Outre ses manquements nous constatons que les règles en matière d'utilisation des caisses ne sont pas respectées puisque vous utilisez le compte de vos collègues pour votre propre activité caisse.

Or, conformément aux règles internes en matière de codes de connexion qui vous ont été communiquées notamment lors de votre prise de poste, « avant de commencer à travailler chaque employé doit se connecter avec son code personnel ''.

Force est de constater que vos actes constituent des actes volontaires et frauduleux.

En agissant ainsi vous vous êtes placée en infractions graves aux dispositions réglementaires et à vos obligations contractuelles.

Au-delà du préjudice financier, de tels faits démontrent un manque incontestable de loyauté et d'honnêteté incompatibles avec la poursuite de nos relations contractuelles.'»

Par requête introductive en date du 22 septembre 2020, Mme [C] a saisi le conseil de prud'hommes de Poissy.

Par jugement du 9 septembre 2021, auquel renvoie la cour pour l'exposé des demandes initiales des parties et de la procédure antérieure, le conseil de prud'hommes de Poissy a':

- dit et jugé que le licenciement de Madame [Z] [C] est un licenciement sans cause réelle et sérieuse ;

- condamné la S.A. ACTION FRANCE à verser à Madame [Z] [C] avec intérêts

légaux à compter du 25 Septembre 2020, date de réception de la convocation pour le Bureau de

Conciliation et d'orientation par la partie défenderesse, les sommes suivantes :

° Mille quatre cent trente-huit euros et quarante-quatre centimes (1 438,44 euros) au titre d'indemnité compensatrice de préavis,

° Cent quarante-trois euros et quatre-vingt quatre centimes (143,84 euros) au titre des congés payés afférents,

° Trois cent cinquante-neuf euros et soixante et un centimes (359,61 euros) au titre de l'indemnité légale de licenciement,

° Mille quatre cent trente-huit euros et quarante-quatre centimes (1 438,44 euros) au titre de rappel de salaire de la mise à pied conservatoire,

° Cent quarante-trois euros et quatre-vingt quatre centimes (143,84 euros) au titre des congés payés afférents,

- rappelé que l'exécution est de droit à titre provisoire sur les créances visées à l'article R.1454-14 alinéa 2 du code du travail.

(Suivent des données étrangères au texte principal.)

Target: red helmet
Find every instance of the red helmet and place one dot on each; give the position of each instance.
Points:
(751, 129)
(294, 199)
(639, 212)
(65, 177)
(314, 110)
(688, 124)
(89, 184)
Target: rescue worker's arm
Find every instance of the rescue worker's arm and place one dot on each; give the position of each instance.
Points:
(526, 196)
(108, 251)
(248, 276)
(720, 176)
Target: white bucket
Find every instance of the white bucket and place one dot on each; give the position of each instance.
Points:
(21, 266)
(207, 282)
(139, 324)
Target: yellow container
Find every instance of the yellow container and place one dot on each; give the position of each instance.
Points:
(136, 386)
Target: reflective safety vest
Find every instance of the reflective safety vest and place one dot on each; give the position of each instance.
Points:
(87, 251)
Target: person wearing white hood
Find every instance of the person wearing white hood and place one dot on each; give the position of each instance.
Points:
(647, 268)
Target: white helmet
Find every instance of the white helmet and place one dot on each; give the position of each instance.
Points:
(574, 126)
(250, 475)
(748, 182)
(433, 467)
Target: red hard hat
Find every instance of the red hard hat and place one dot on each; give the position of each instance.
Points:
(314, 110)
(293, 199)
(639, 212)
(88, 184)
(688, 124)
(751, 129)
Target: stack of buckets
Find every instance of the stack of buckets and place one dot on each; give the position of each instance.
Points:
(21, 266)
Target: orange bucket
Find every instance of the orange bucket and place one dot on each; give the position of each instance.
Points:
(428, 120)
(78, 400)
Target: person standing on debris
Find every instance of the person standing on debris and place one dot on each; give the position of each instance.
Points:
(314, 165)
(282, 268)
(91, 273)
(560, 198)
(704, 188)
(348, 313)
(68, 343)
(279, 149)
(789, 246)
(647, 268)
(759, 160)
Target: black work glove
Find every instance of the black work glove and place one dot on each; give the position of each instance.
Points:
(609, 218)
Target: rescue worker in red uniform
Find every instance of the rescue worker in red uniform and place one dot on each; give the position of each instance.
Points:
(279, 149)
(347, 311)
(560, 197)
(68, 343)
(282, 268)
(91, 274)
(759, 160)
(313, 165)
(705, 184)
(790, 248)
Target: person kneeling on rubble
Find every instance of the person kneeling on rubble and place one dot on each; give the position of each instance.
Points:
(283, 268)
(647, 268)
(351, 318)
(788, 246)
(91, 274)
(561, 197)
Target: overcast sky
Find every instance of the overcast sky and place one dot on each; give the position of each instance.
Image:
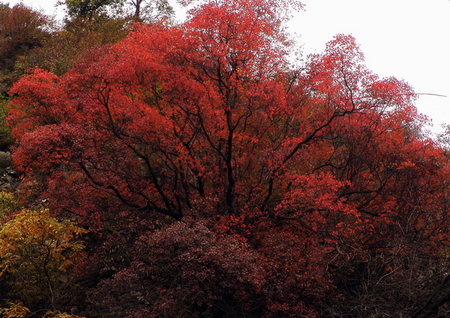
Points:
(408, 39)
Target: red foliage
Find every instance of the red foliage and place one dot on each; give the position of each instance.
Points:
(309, 172)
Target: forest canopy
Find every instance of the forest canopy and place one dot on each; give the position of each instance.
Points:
(192, 170)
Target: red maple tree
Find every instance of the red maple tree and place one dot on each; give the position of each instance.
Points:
(307, 172)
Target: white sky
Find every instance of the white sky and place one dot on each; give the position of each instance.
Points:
(408, 39)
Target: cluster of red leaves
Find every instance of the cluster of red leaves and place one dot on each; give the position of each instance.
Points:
(288, 176)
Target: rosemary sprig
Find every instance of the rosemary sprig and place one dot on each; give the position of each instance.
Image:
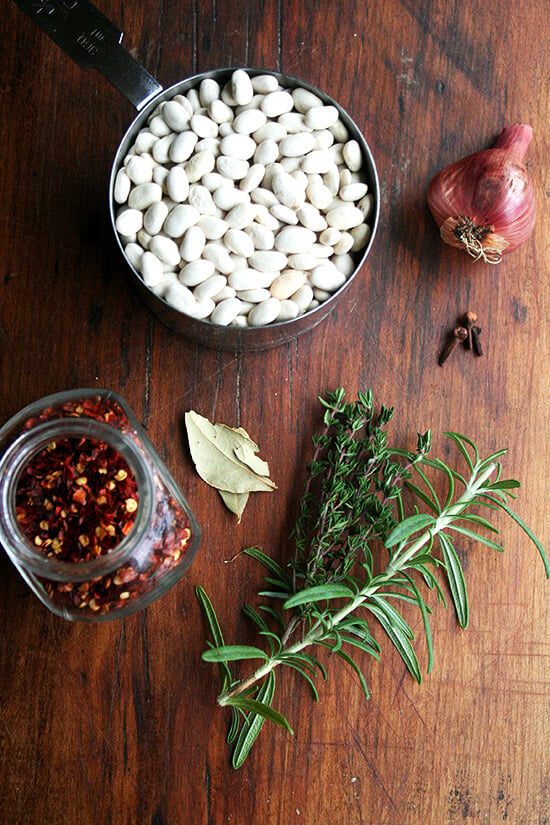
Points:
(329, 591)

- fixé la moyenne mensuelle des salaires en application des dispositions de l'article R. 1454-28 du Code du travail à la somme de 1438,44 euros (mille quatre cent trente huit euros et quarante quatre centimes) bruts ;

- condamné la S.A. ACTION FRANCE à verser à Madame [Z] [C] avec intérêts légaux à compter du prononcé du présent jugement la somme de :

° Mille quatre cent trente-huit euros et quarante-quatre centimes (1 438,44 euros) au titre de l'indemnité pour licenciement sans cause réelle et sérieuse,

- condamné la S.A. ACTION FRANCE à verser à Madame [Z] [C], la somme de :

° Mille euros (1 000,00euros) au titre de l'article 700 du code de procédure civile.

- débouté Madame [Z] [C] du surplus de ses demandes.

- débouté la S.A. ACTION FRANCE de sa demande reconventionnelle.

- ordonné à la S.A. ACTION FRANCE de remettre à Madame [Z] [C] l'attestation pôle emploi rectifiée prenant en compte les éléments du présent jugement, sous astreinte de cinquante euros (50 euros) par jour de retard à compter du quinzième jours suivant la notification du jugement.

- dit que le Conseil de prud'hommes se réserve le droit de liquider l'astreinte.

- ordonné l'exécution provisoire de la présente décision en application de l'article 515 du Code de procédure civile.

- condamné la S.A. ACTION FRANCE aux dépens y compris ceux afférents aux actes et procédure d'exécution éventuels.

La société Action France a interjeté appel de ce jugement par déclaration au greffe du 4 octobre 2021.

La clôture de l'instruction a été prononcée le 20 décembre 2023.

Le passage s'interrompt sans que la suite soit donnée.